I have over a thousand data points in total, but Im not using them all for training/testing. One thought is I need more, another is that I need more factors because temp/rain/day of week does not affect attendance enough.

Here is the plot: Test Data

What can I do to make my model more accurate and give better predictions?

Thanks

EDIT: I added more data points and another factor. I cant seem to upload the excel file so I put the data on here with a better explanation of how it is formatted

EDIT: Here is the most recent code:

from sklearn import preprocessing
from openpyxl import load_workbook
import numpy as np
from numpy import exp, array, random, dot
from sklearn.model_selection import train_test_split
from sklearn.neural_network import MLPRegressor
from sklearn.preprocessing import StandardScaler
from sklearn.metrics import classification_report,confusion_matrix
import matplotlib.pyplot as plt
from sklearn.linear_model import LinearRegression
from sklearn.model_selection import KFold
from sklearn.model_selection import cross_val_predict
from sklearn import svm
from sklearn.model_selection import cross_val_score
from sklearn.metrics import confusion_matrix
from sklearn.preprocessing import StandardScaler
from sklearn.pipeline import Pipeline
from sklearn.model_selection import LeaveOneOut
#Set sizes
rowSize = 500
numColumns = 254

# read  from excel file
wb = load_workbook('python_excel_read.xlsx')
sheet_1 = wb["Sheet1"]

input = np.zeros(shape=(rowSize,numColumns))
out = np.zeros(rowSize)
for i in range(0, rowSize):
    for j in range(0,numColumns):
        input[i,j] = sheet_1.cell(row=i + 1, column=j+1).value
    out[i] = sheet_1.cell(row=i + 1, column=numColumns+1).value

output = np.zeros(shape=(rowSize,1))

for i in range(0, rowSize):
    output[i] = [out[i]]


X = input
# Output
y = output

print(X)
print(y)
y[y < 500] = 0
y[np.logical_and(y >= 500, y <= 1000)] = 1
y[np.logical_and(y > 1000, y <= 1200)] = 2
y[y > 1200] = 3

# Use cross-validation
#kf = KFold(n_splits = 10, random_state=0)
loo = LeaveOneOut()
# Try different models
clf = svm.SVC()
scaler = StandardScaler()
pipe = Pipeline([('scaler', scaler), ('svc', clf)])
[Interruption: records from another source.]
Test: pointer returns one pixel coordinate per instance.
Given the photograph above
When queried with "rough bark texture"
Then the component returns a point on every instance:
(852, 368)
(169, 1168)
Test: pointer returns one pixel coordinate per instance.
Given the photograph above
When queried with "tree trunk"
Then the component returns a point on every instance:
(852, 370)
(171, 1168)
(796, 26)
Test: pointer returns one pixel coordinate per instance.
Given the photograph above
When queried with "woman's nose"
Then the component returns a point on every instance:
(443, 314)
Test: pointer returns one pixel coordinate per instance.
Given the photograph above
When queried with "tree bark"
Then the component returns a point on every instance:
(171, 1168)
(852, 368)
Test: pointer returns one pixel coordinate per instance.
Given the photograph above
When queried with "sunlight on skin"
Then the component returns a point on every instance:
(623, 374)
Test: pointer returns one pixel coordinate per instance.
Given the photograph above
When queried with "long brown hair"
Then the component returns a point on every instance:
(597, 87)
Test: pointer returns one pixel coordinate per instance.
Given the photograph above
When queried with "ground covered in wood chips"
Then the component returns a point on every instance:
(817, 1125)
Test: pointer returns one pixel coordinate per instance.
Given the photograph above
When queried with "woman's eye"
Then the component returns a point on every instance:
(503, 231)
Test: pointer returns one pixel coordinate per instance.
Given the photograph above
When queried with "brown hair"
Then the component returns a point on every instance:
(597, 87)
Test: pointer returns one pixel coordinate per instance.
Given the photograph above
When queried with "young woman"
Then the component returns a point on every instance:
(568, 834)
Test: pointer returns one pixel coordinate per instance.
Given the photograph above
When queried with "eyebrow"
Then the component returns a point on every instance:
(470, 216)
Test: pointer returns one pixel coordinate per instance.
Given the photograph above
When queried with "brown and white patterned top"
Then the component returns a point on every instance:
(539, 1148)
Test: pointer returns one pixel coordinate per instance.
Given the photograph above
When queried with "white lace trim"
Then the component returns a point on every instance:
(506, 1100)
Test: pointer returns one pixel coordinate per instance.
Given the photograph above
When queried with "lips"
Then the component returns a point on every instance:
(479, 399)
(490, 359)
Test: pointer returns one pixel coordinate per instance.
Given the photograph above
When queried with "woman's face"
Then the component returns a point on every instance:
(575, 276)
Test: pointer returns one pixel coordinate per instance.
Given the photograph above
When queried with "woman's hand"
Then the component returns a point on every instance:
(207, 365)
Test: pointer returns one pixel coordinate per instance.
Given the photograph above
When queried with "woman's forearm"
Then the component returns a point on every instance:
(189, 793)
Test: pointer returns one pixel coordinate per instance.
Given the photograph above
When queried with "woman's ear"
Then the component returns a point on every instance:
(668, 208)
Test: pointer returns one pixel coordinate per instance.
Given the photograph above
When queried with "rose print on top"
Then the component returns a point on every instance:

accuracy = cross_val_score(pipe, X, y.ravel(), cv = loo, scoring = "accuracy")
print(accuracy.mean())

#y_pred = cross_val_predict(clf, X, y.ravel(), cv = kf)
#cm = confusion_matrix(y, y_pred)

and here is the up to date data with as many features as I could add. note this is a random sample from the full data:

Link to sample data

Current output: 0.6230954290296712

My ultimate goal is to achieve 90% or higher accuracy... I dont believe I can find more features, but will continue to gather as many as possible if helpful

seralouk
  • 30,938
  • 9
  • 118
  • 133
ChrisM
  • 125
  • 14
  • this task probably fits well using a linear regression, what makes you do a neural network? – Evgeny Jun 14 '18 at 00:22
  • It seemed like a good opportunity to learn them. Also, I assumed this wouldnt be linear but it has been 2 years since my stats class, maybe I am misunderstanding it – ChrisM Jun 14 '18 at 03:02
  • @ChrisM can you add the `python_excel_read.xlsx` data. then I could provide an answer how to increase the prediction performance. – seralouk Jun 14 '18 at 09:04
  • @seralouk I added more data to the question and uploaded my most recent code/results. Im not sure how to upload the file since SO doesnt have a file hosting service. I suppose I could use one and give the link if needed – ChrisM Jun 14 '18 at 17:33
  • perfect. Your goal is to predict the output. Have you tried to use anything else expect MLPRegressor ? – seralouk Jun 14 '18 at 18:03
  • @seralouk I have tried excels forecast sheet, which did a decent job, but I can only figure out how to use that with a single predictor like date. I also (accidentally) tried MLPClassifier (I think thats what it was), which didnt work. Besides the MLPRegressor and Linear regression I havent tried anything else. Oh I also tried creating my own Neural net (see my other question) – ChrisM Jun 14 '18 at 18:19
  • Have you tried to normalize/scale the data before the model fitting? If not, try MinMaxScaler or StandardScaler and check if the mse is decreased – seralouk Jun 14 '18 at 18:39
  • @seralouk just tried using MinMax, using `scaler = MinMaxScaler() X_train = scaler.fit_transform(X_train) X_test = scaler.transform(X_test)` but the mse didnt decrease much if at all (183770) and the fit seems about the same – ChrisM Jun 14 '18 at 18:51

1 Answers1

1

Your question is really general, however I have some suggestions. You could use cross-validation and try different models. Personnaly, I would try SVR,RandomForests and as last choice I would use a MLPR.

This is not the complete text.